Mostly Harmless, Part XVIII

Previous Post

In the last post, the analysis process was discussed and some of the basic questions were defined. This post will address the some of the associated challenges of the analysis process, some associated best practices, and the benefits that could be expected from an appropriate e-Procurement solution.

Common Challenges

The literature will claim that there are many challenges with regards to spend analysis, and that these challenges will revolve around data cleansing, data classification, and data enrichment, but the reality is that there are generally only two real challenges: access and analysis.

  • Data Access

    In order to do data analysis, an analyst needs access to the majority of the relevant organizational data that represents at least 90% of the spend in the categories that the buyer wishes to analyze. Without a centralized e-Procurement system, this can be difficult as some spend will be in the ERP/MRP, some in the accounting systems, some in the P-Card system, and some in various departmental systems.

  • Insightful Analysis

    Top N reports are not analysis. Spending trends are not analysis. Automated reports are not analysis. Analysis is the ability to slice and dice the data eight ways from Sunday to allow for the identification of unusual spending patterns that represent true savings opportunity.

Best Practices

  • Force Every Purchase Through the e-Procurement System

    Forcing every purchase through the system not only significantly reduces maverick spend, but it provides a centralized repository of all transactions which provides a solid foundation for spend analysis.
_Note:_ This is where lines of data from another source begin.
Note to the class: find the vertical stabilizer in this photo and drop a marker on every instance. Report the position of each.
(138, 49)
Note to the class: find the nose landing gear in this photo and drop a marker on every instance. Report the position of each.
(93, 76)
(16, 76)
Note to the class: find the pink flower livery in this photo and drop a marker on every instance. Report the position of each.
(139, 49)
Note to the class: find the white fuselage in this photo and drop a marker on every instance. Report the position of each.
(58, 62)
  • Force Every Payment Through the e-Procurement System

    If the e-Procurement system does not support e-Payments, insure that it supports a record of payment against each invoice and that all payments are loaded into the system and cross-referenced with associated invoices, goods receipts, and purchase orders. This is necessary to take spend analysis to the next level. While many vendors will claim that only AP data is needed for spend analysis, the reality is that AP, invoice, and purchase order data is needed for spend analysis. Without the m-way analysis, it is impossible to tell if overpayments, which could be recovered, were made. Without the m-way analysis, it is impossible to identify all maverick spend, which is the first step in reducing future maverick spend. Etc.
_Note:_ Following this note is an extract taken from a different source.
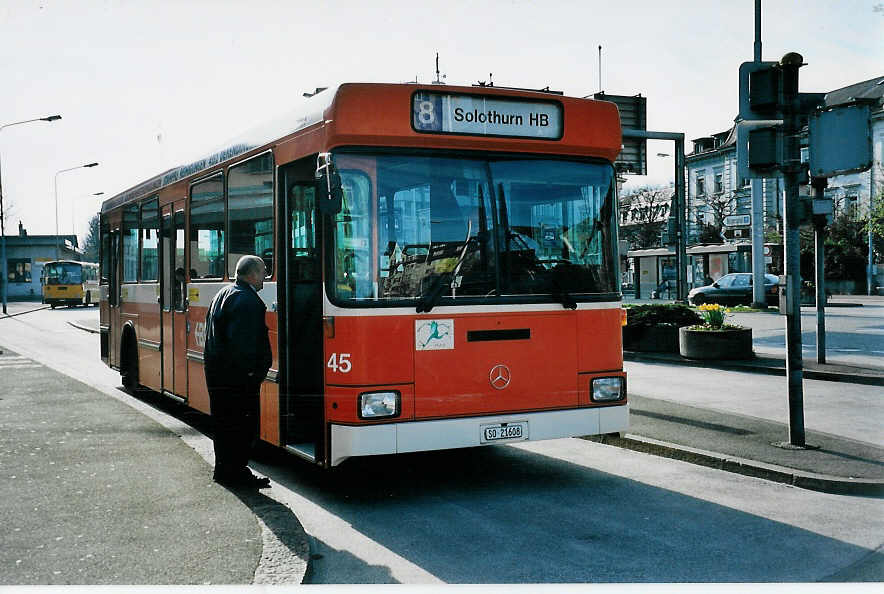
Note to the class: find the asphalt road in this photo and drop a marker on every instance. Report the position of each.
(549, 512)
  • Do Ad-Hoc Analysis Whenever There is a Possibility for Savings

    Traditionally, data analysis was avoided because the cost of analysis was high relative to the savings potential. However, with the right tool, the cost of an ad-hoc analysis is no longer the five or six figures it used to cost, it’s now three or four figures — which makes even a maximum five figure savings opportunity worth analyzing, especially if a preliminary analysis can be done in an hour or two! Even if only one in ten hunches pays off, if it only costs $1,000 of an analysts time to do an analysis, and the one pay off is $100,000, that’s a 10X ROI.

Potential Benefits

  • Savings

    Real analysis will identify overpayments that will lead to immediate savings. Real analysis will identify maverick spending, which will lead to more savings when it is prevented. Real analysis will uncover new savings opportunities, which will lead to more savings. Real analysis is savings.

  • Better Procurement

    Finding and eliminating maverick spend through better processes leads to better procurement. Understanding spending patterns leads to better procurement. Saving money leads to better procurement.